When people design transportation systems, they are usually trying to find the sweet spot where they can get people to their final destinations as quickly as possible, while minimizing the cost of building the infrastructure. It may not always work (this summer’s unfolding New York City subway debacle is a prime example), but it turns out that plants take a similar approach.
A study published today in Cell Systems investigates how plants balance cost and performance to develop their complex, branched structures. But instead of using purely biological methods, the researchers drew from an unexpected field—computer engineering.
“A lot of the problems we think about in engineering—such as efficient, robust and low-cost networks and structures—are also faced by evolution,” says Saket Navlakha, senior author of the study and an assistant professor at the Salk Institute for Biological Sciences. “Solving these basic engineering problems gives organisms the chance to survive and adapt to the real world.”
Navlakha and his colleagues grew three different types of plants (tomato, tobacco and sorghum) in normal growing conditions and modified conditions, such as shade, heat, increased light and drought.
Then, they imaged the plants with a 3D laser scanner that works sort of like a reverse 3D printer: It creates a digital image that retains all three dimensions of the original item and none of the background noise.
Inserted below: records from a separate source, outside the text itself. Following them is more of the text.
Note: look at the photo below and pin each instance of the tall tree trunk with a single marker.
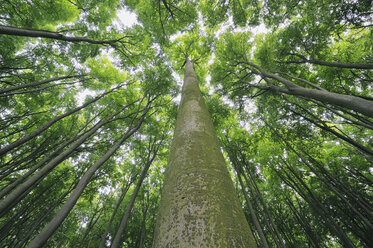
(52, 226)
(50, 123)
(118, 235)
(346, 101)
(107, 230)
(199, 206)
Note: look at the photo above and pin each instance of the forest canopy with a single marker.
(88, 107)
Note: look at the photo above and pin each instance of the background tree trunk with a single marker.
(199, 206)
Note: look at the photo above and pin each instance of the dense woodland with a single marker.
(88, 105)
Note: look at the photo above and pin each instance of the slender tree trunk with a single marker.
(14, 196)
(52, 226)
(118, 235)
(252, 213)
(346, 101)
(51, 35)
(24, 86)
(50, 123)
(199, 206)
(107, 230)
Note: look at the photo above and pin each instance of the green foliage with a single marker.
(302, 158)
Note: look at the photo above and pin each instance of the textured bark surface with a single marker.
(199, 206)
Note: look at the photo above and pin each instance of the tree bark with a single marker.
(330, 64)
(346, 101)
(50, 123)
(118, 235)
(51, 35)
(199, 206)
(52, 226)
(24, 187)
(24, 86)
(107, 230)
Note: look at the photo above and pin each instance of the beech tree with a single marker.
(270, 145)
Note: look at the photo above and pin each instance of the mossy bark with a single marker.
(199, 206)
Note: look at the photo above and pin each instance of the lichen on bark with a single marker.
(199, 206)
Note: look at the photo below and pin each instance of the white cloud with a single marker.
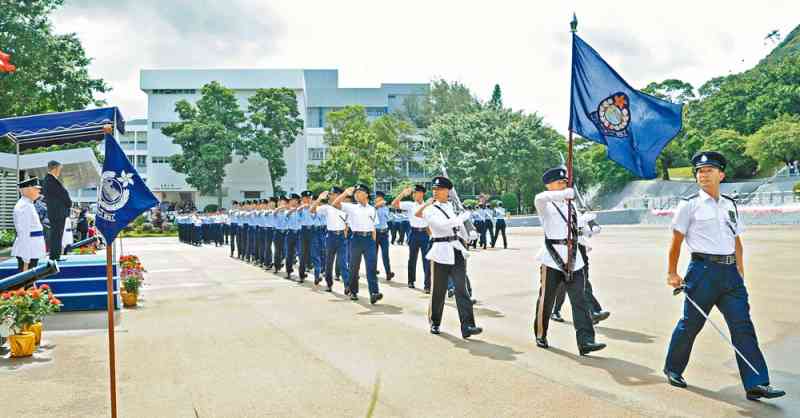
(523, 46)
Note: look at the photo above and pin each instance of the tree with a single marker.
(52, 69)
(732, 145)
(497, 97)
(360, 150)
(275, 122)
(776, 142)
(209, 133)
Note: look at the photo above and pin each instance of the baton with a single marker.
(722, 335)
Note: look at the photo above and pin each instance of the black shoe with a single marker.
(675, 379)
(590, 347)
(600, 316)
(470, 331)
(555, 316)
(764, 391)
(375, 297)
(542, 342)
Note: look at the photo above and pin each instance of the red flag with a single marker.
(5, 63)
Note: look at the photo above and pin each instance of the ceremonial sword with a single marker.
(678, 291)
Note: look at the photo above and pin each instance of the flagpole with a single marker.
(112, 363)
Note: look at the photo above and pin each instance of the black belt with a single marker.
(714, 258)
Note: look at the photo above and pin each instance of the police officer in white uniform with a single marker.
(553, 210)
(29, 245)
(448, 255)
(709, 222)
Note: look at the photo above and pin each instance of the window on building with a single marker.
(174, 91)
(159, 125)
(316, 154)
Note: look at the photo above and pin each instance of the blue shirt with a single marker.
(383, 217)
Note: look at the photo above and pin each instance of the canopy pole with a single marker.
(112, 366)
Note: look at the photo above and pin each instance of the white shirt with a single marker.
(335, 219)
(410, 209)
(710, 226)
(554, 226)
(26, 220)
(361, 218)
(441, 226)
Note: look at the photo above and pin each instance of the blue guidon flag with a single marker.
(122, 194)
(635, 126)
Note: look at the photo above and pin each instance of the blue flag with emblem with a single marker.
(122, 195)
(634, 126)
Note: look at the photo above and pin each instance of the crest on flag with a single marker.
(613, 115)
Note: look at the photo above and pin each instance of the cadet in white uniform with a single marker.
(448, 255)
(29, 245)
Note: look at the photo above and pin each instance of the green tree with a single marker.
(360, 150)
(52, 69)
(776, 142)
(732, 145)
(497, 97)
(209, 133)
(274, 124)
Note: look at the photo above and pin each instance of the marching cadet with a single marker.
(306, 231)
(552, 208)
(709, 222)
(29, 245)
(362, 219)
(448, 256)
(500, 224)
(418, 241)
(280, 233)
(293, 229)
(336, 242)
(382, 231)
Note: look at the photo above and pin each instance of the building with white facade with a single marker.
(318, 93)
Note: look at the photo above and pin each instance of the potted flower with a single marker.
(16, 311)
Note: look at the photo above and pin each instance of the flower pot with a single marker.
(129, 299)
(36, 329)
(22, 344)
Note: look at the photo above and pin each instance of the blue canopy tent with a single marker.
(61, 128)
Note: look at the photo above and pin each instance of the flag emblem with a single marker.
(613, 115)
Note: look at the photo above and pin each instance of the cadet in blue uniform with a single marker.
(382, 232)
(709, 222)
(362, 219)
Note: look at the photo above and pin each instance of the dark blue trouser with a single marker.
(418, 242)
(711, 284)
(269, 233)
(336, 249)
(364, 246)
(383, 245)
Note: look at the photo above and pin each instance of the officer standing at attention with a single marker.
(362, 219)
(710, 224)
(29, 245)
(336, 242)
(500, 224)
(382, 231)
(419, 240)
(552, 208)
(448, 256)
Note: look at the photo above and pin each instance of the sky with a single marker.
(524, 46)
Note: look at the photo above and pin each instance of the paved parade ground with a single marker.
(215, 337)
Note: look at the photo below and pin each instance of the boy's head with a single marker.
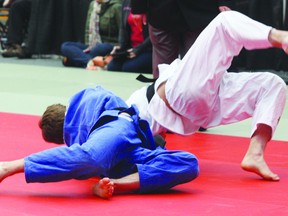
(52, 123)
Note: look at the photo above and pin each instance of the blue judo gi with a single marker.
(102, 142)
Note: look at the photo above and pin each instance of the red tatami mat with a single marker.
(221, 189)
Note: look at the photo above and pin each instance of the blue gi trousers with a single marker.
(114, 149)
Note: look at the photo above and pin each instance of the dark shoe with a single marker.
(24, 54)
(12, 51)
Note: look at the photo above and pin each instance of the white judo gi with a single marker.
(203, 94)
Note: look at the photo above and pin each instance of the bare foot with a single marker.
(257, 164)
(279, 38)
(3, 171)
(104, 188)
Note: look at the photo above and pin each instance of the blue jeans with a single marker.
(77, 58)
(142, 63)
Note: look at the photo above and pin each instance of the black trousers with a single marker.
(19, 15)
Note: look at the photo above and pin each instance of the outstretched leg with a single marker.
(254, 158)
(106, 187)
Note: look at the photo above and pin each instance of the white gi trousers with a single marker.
(203, 94)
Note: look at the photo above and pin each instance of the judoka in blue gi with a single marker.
(104, 138)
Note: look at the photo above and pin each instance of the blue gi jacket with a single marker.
(102, 143)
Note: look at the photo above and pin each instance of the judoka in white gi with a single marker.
(197, 91)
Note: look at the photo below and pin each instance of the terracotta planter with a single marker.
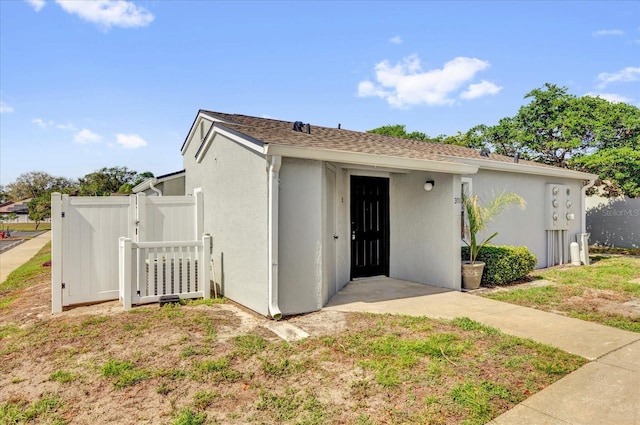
(472, 274)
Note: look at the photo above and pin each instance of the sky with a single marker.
(92, 84)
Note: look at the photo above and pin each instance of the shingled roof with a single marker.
(281, 133)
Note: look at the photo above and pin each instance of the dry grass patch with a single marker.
(208, 364)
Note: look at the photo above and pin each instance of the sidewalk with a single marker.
(17, 256)
(605, 391)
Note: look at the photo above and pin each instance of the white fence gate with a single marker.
(86, 233)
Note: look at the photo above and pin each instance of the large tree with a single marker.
(36, 183)
(106, 181)
(585, 133)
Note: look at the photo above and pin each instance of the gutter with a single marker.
(274, 162)
(519, 167)
(448, 165)
(583, 204)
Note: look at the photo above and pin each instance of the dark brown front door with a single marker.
(369, 226)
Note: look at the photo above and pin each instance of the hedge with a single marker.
(505, 264)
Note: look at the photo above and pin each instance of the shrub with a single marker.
(505, 264)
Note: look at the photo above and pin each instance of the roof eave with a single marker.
(359, 158)
(487, 164)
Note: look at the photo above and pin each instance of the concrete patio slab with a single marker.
(626, 358)
(595, 394)
(384, 295)
(605, 391)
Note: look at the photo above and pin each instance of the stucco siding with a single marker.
(235, 189)
(173, 187)
(300, 264)
(613, 221)
(425, 245)
(527, 227)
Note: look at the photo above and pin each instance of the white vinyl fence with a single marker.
(86, 234)
(150, 270)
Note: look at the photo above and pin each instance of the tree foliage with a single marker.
(107, 181)
(37, 183)
(584, 133)
(40, 208)
(557, 128)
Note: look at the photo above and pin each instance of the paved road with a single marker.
(17, 238)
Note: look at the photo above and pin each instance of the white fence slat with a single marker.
(56, 253)
(89, 256)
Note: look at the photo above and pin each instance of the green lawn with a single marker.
(596, 293)
(186, 367)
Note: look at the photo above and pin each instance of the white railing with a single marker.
(150, 270)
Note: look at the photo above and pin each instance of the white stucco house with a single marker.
(296, 211)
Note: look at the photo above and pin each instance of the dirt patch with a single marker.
(150, 365)
(599, 300)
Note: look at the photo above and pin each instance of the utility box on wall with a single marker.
(559, 207)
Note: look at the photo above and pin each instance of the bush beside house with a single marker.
(504, 264)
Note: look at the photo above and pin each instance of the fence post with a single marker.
(206, 266)
(125, 272)
(134, 219)
(56, 253)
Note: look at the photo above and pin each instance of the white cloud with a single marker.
(611, 97)
(625, 75)
(131, 141)
(42, 123)
(4, 108)
(37, 5)
(406, 83)
(109, 13)
(86, 136)
(48, 124)
(483, 88)
(601, 33)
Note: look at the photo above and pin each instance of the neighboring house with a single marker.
(21, 208)
(171, 184)
(296, 211)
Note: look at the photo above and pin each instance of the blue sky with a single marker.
(86, 85)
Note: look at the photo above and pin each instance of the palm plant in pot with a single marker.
(478, 216)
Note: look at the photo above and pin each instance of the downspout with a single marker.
(583, 204)
(584, 237)
(151, 182)
(274, 162)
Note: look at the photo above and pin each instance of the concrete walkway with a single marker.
(18, 255)
(605, 391)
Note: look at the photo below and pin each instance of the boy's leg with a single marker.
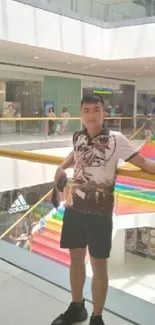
(73, 237)
(99, 284)
(77, 273)
(99, 242)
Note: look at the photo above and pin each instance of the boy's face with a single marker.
(92, 114)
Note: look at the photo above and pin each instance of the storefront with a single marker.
(15, 203)
(141, 241)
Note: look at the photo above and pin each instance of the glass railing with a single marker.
(30, 234)
(96, 11)
(29, 130)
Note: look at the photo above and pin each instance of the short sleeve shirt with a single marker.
(95, 163)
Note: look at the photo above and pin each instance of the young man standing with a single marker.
(88, 221)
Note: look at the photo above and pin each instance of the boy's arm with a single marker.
(67, 163)
(128, 153)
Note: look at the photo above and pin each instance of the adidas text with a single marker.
(19, 209)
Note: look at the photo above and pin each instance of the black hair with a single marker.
(91, 99)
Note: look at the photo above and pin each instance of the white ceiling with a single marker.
(25, 55)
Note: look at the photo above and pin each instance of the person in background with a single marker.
(148, 128)
(63, 129)
(51, 123)
(17, 114)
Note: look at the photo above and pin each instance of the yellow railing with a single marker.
(46, 159)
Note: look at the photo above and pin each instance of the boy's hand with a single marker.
(58, 175)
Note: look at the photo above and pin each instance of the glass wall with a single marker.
(109, 11)
(20, 98)
(16, 202)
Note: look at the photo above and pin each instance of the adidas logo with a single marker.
(19, 205)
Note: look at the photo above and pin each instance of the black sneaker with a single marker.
(96, 320)
(75, 313)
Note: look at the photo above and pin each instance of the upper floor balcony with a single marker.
(99, 12)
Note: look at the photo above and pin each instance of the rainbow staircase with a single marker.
(133, 198)
(47, 244)
(133, 193)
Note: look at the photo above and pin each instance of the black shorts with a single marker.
(85, 229)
It’s better than taking a photo because you get richer details, like the thickness of the leaves, Navlakha says.
In total, they characterized 505 plant structures, which they analyzed as networks, or collections of points and edges. For example, the base of a plant would be one point, each branch was an edge, and each leaf was another point. This allowed Navlakha and his colleagues to analyze the structure of the plant the same way city planners might study a transportation system: as a network of connections that ferry things between points. People travel from one station to another. Water and nutrients travel from the plant’s roots to its leaves for photosynthesis.
It may seem strange to think about living things like inanimate machines, but it’s a growing field. “In silico biology is the emerging frontier,” says Jonathan Lynch, a professor in the Department of Plant Sciences at Pennsylvania State University who was not involved in the study.
According to the team’s findings, it’s all about trade-offs.
Navlakha focused on two main parameters: the total length of all branches and the distance that nutrients would need to move to reach leaves. For a plant to be efficient, it shouldn’t use too much of its resources on forming branches—but it also shouldn’t take too long for resources to reach the ends of its existing routes. His team found that, over time, plants come to grow in a pattern that allows them to minimize both of those parameters as much as possible. But it takes compromise; after all, having a direct branch to a leaf might shorten the distance resources must travel, but it increases the total length of the plant’s plumbing system.
This balancing act corresponded almost perfectly with what’s called the Pareto curve, the “best case scenario” when you’re trying to optimize two variables. Even when the plants were subjected to different conditions, they still stuck close to these optimal results. Even in droughts, heat, or darkness, the plants still try to minimize total length and distance travelled as much as possible. Which they prioritize over the other has to vary in order to maintain the balance.
“All plants are pushing toward this optimal tradeoff between the two objectives,” Navlakha says. “The way they choose might depend on which condition or environment they’re in.”
The only exception was when the team exposed the plant to more light than usual. The branch structure that developed under those conditions didn’t seem to be the most efficient option. Although the paper only focuses on total length and distance traveled, the authors acknowledge that other factors may be at play as well, which could explain the differences that cropped up under increased light.
Navlakha thinks these new findings could help guide efforts to engineer the genomes of crops for increased yield. If modifying a gene affects a plant’s ability to optimally guide its branch growth, it could hurt its chances of survival.
He also hopes that the partnership can be inverted: instead of plant biologists learning from computer science, computer scientists could learn from biology. Optimization problems—like the trade-off that plants face every day as they grow—help engineers design systems that can tackle complex obstacles with a limited amount of computing power.
“We’re also interested in seeing if there are new strategies from plants that can be used when designing these algorithms,” Navlakha says.
This isn’t the first time that natural and man-made networks have mirrored each other: Multiple research groups have found that if they place oat flakes in the pattern of major cities, slime mold grows in formations that look just like the rail system that connects them—and sometimes, it finds an even better route.
Maybe some foliage could show the New York City subway system how it’s done.